第51回 長尾よね(その二)
写真・手紙・効能説明をふんだんに用いた前代未聞の広告で、稼ぎに稼いだ

日本の幼児死亡率は、当時、未開国家同様のありさまで、母親たちは、その健康状態について、悲観しながら、何とか丈夫に生きて欲しいと祈るしかなかった。
大正時代の統計によれば、平均寿命は四十三歳であった。乳幼児死亡率の高さが、平均寿命を押し下げていたのだ。

私鉄専門の工事差配人だった川田亦治郎は、五十を過ぎて、薬品の研究に取り組みだした。
売薬「ベーリン」で、一山当てた経験のある長尾欽彌は、東大農学部の澤村真に食い込み、酵母の実用化に向けて走りだしていた。
そうして、ようやく製品化に目処がついた。
効能には、それなりに自信がある。
けれど、売薬の死命を決するのは、シンボルマークと、ネーミングが、決定的な要因を握っていた。

一年かけて、シンボルと名前を熟考した。
ある時、欽彌が西洋の映画を観にいった。
それはスポーツ大会のフィルムで、筋骨たくましい選手が砲丸を投げる場面があった。「これだ」と思いついて、シンボルマークにした。

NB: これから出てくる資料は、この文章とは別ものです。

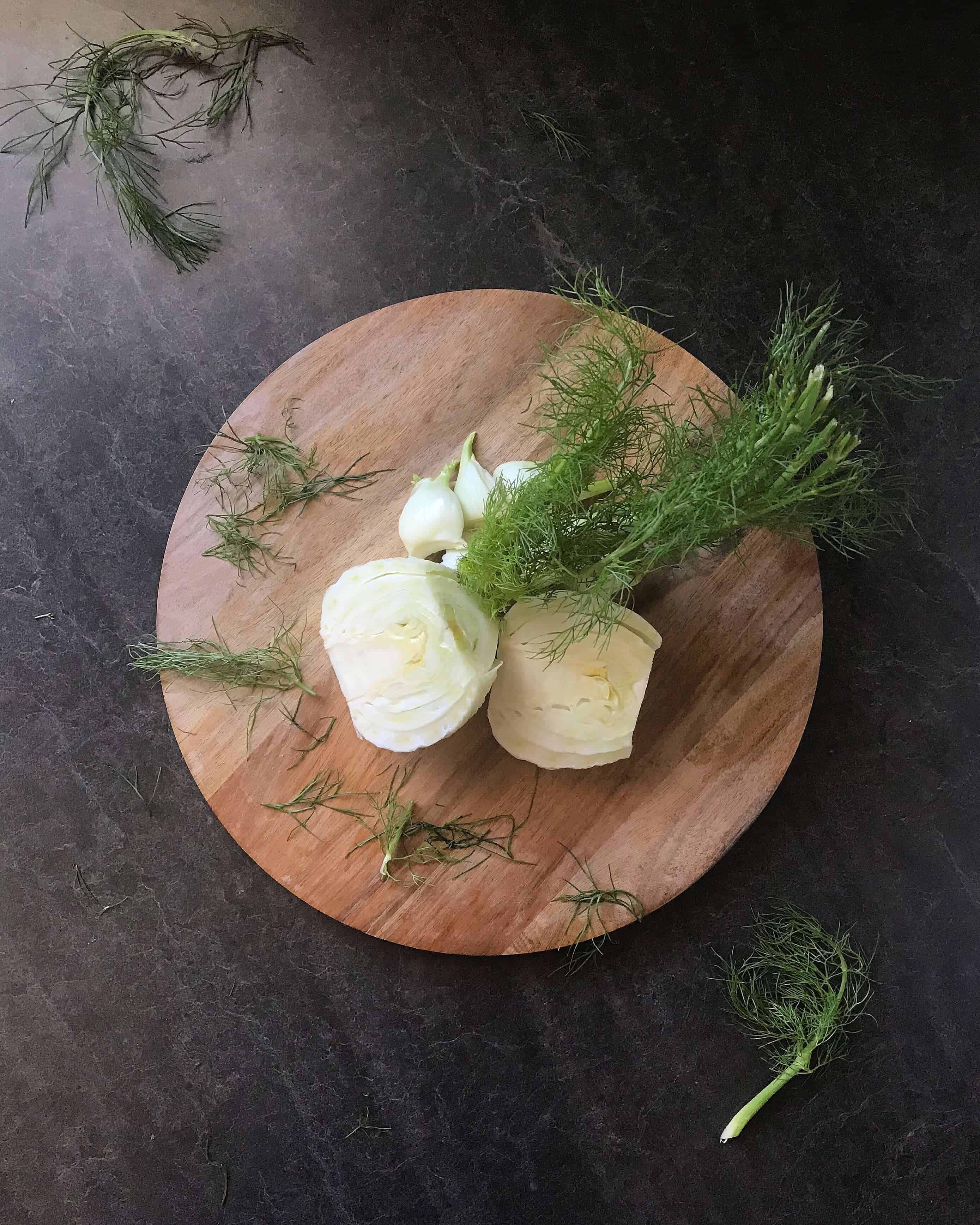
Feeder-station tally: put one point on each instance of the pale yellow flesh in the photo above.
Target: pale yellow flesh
(579, 711)
(413, 653)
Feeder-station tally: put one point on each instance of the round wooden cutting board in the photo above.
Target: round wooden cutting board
(726, 707)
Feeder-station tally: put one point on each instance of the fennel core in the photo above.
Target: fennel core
(103, 88)
(798, 993)
(628, 489)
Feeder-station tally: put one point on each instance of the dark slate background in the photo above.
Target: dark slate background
(212, 1022)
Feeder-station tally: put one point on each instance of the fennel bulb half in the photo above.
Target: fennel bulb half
(577, 711)
(413, 653)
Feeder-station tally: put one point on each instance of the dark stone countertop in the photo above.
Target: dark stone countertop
(732, 148)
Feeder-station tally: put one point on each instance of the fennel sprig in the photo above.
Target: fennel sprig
(410, 842)
(315, 741)
(275, 667)
(798, 993)
(103, 88)
(565, 143)
(265, 477)
(785, 454)
(321, 792)
(587, 902)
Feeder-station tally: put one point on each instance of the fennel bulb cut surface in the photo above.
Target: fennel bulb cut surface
(412, 651)
(577, 711)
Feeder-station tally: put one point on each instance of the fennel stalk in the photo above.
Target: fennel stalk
(798, 993)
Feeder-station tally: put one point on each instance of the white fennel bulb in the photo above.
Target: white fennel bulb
(515, 472)
(577, 711)
(473, 486)
(413, 653)
(432, 518)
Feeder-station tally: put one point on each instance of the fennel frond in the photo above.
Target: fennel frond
(265, 477)
(103, 89)
(587, 902)
(798, 993)
(274, 667)
(628, 489)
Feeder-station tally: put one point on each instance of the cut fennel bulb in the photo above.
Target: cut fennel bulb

砲丸投げの写真を入手した後、その画像の前で額をくっつけながら、さまざまな呼称を検討していった。
そして、最後に残ったのが「若素」だったのである。
ここからの、よねのやり方はあざとかった。
発売元を『栄養と育児の会』としたのである。
企業ではなく、乳幼児と母親のための非営利組織のような印象を抱いた者もいたかもしれない。

一壜当り三百錠で、一円六十銭。
芝大門の寺の庫裏に、事務所を置いた。
女工を雇って、錠剤を詰め、箱に入れる。
ある程度数がまとまると、欽彌は風呂敷に包んで、御徒町の薬問屋に売りにいく。二人の夫と一人の妻の目論見は図に当たった。

しかし、まだ十分に成功したとはいえない。
化粧品を活計としてきた欽彌は、宣伝に金をかける事の大事さを認識していたのである。
当時、発行部数がもっとも大きかった『婦人倶楽部』に六頁にわたる広告をうったのだ。
はじめの三頁は、澤村博士による、「わかもと」の効能の、懇切な解説。
次に、三人の医学士が、「わかもと」の多様な効能を説き、結核やチフス、ニキビ、神経衰弱にもよい、と云う。
さらに芝の工場の探訪記事も掲載されていて、多数の女性が包装にいそしんでいる姿、全国から寄せられた感謝状の山、などの写真が掲載されていた。

こうした、立体的な構成―写真、手紙、効能の説明―で作られた広告は、それまで存在しなかったのである。